Where should you go when the world seems strange, when you’re full of rage, and confusion reigns? Well, you might look to go Elsewhere. The punky prog-rock brainchild of Bostonian Michael Aroian, Elsewhere shreds full steam ahead at topics like addiction, disease, politics, and religion. With Aroian at his prophetic pulpit axe-in-hand and mic-to-mouth, he’s flanked by percussion professor Adam Soucy and bass-boss Jay Raffi. Over the years, the band has rostered a slew of New England artists as they raked in listeners and toured worldwide, releasing EP after EP.

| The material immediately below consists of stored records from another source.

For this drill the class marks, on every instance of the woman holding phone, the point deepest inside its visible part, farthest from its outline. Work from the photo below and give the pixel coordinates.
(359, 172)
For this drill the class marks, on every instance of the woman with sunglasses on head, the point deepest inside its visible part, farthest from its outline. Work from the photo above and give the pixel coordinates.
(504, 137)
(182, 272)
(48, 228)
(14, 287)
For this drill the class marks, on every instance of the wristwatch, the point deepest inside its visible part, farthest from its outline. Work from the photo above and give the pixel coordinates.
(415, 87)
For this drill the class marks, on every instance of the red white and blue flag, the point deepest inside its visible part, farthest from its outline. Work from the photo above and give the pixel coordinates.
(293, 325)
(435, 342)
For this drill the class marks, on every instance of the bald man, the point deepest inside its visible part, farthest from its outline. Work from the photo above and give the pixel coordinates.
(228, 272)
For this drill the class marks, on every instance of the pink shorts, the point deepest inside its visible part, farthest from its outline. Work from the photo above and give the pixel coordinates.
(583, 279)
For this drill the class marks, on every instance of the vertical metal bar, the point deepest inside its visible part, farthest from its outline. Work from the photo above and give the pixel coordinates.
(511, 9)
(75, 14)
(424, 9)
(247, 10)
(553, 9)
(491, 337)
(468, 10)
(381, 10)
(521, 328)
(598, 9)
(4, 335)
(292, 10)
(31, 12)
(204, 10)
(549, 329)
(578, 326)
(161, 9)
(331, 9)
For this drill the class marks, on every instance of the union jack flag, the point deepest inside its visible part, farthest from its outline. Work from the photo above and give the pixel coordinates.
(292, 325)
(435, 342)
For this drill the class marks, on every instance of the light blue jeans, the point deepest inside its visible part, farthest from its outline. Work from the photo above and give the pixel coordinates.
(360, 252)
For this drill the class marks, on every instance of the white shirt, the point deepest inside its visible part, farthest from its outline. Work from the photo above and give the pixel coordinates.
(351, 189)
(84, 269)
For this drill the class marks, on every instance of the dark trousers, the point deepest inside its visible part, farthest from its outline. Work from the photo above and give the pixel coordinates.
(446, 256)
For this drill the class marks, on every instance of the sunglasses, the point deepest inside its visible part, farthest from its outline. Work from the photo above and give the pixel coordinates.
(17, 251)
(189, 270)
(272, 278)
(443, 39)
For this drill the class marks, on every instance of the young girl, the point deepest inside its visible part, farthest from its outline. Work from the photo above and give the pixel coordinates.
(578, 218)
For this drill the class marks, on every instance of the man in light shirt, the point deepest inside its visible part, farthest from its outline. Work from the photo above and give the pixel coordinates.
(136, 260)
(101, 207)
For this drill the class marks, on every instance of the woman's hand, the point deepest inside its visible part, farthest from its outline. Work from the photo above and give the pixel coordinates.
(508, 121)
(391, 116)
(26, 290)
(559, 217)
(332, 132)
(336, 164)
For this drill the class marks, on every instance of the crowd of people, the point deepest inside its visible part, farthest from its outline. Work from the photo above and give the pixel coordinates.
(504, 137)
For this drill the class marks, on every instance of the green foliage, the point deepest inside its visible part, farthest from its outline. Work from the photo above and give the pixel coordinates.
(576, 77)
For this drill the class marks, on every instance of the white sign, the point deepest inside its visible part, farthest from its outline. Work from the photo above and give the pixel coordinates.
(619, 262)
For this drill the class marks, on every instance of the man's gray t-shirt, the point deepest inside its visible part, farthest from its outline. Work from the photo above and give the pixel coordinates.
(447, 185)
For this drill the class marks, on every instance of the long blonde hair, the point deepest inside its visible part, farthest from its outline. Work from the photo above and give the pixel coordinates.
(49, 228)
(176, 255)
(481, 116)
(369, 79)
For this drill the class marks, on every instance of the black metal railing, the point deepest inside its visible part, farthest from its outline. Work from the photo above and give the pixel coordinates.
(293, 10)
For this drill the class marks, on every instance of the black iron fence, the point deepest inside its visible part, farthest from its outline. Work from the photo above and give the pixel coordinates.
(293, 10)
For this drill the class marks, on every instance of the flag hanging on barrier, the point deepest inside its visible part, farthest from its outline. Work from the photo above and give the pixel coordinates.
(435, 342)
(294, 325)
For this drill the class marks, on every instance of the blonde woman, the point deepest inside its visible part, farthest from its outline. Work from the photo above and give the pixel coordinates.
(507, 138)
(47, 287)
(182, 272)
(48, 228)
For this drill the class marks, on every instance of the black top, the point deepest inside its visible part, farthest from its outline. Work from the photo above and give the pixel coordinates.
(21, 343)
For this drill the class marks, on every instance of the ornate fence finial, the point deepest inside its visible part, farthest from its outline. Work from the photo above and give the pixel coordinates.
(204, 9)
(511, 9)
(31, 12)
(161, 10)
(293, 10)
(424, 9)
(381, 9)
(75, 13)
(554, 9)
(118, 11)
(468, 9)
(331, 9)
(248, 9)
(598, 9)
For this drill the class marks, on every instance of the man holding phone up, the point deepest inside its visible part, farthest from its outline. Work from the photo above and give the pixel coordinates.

However, with the onset of the COVID-19 pandemic and a shocking cancer diagnosis for Aroian, the band evolved into its modern form. Their most recent release Life… is a Fraction marks a shift towards more concept-driven work from the trio. The 2022 album is Aroian’s colossal project exploring his recovery from cancer and the phenomenon he experienced throughout: each day seems faster than the last, as it represents a smaller fraction of the life we’ve lived thus far. The New Year brings a new slate of tour dates for the thoughtful and raucous tribe, enabling them to further spread their revelations to headbangers worldwide.
Off the aforementioned album, Elsewhere’s track “Life… is a Fraction: VI. Realization” stands alone as an epic rock tirade against moralist mind-controllers. In the context of the album, it follows the protagonist’s terminal diagnosis, where we find them irate towards the dogmatic, bureaucratic parasites that lied to them about the meaning and promises of life. Launched immediately from full-gain chords and the syncopated crashes of Soucy’s cymbals, the song winds through enraged realizations of deceit, gradually escalating towards… a bridge. Yes. A bridge at the end of this song leads you further down Aroian’s mad path of contemplation in the next track. Buckle up.
The video for “Life… is a Fraction: VI. Realization” democratizes Aroian’s personal journey. In it, we find an alternate female protagonist vehemently vlogging, presumptively fresh off a diagnosis or other agonizing revelation. Between shots of Aroian, Soucy, and Raffi melting minds, she rails against church, state, and general hate. Images of her enemies flash throughout until she hits the bridge and leaves them behind. As the song takes its final breath, she stands up from her chair with resolve and freedom from the vampires of yesterday – then walks off deeper into Elsewhere.